Documents & Unstructured Text
Overview
Documentation is the backbone of reproducible research. README files, codebooks, and methodology reports provide the context necessary to understand data. However, for these documents to remain accessible over the long term, they must be curated just like the data itself.
Key Objectives:
- Accessibility (OCR): Ensure PDF documents contain searchable text, not just scanned images.
- Archival Formats: Verify that documents are saved in stable, open formats (e.g., PDF/A for PDFs, UTF-8 text for READMEs).
- Metadata: Extract embedded metadata (Author, Title) to ensure it matches the dataset description.

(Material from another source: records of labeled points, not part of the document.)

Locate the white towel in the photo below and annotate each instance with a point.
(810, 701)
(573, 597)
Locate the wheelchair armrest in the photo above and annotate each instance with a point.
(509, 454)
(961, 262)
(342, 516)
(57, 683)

- Encoding: Ensure plain text files use standard UTF-8 encoding to prevent “mojibake” (garbled characters).
Supported Formats
- Portable Document Format (
.pdf): Standard for fixed-layout documents. - Plain Text (
.txt,.md,.csv): Standard for READMEs, codebooks, and simple data.
Common Curation Challenges
- “Dead” PDFs: Scanned documents that look like text but are actually images. These cannot be searched or indexed.
- Proprietary Encodings: Text files saved in Windows-1252 or MacRoman often display incorrectly on other systems.
- Broken Links: Documentation often references external URLs that may no longer exist.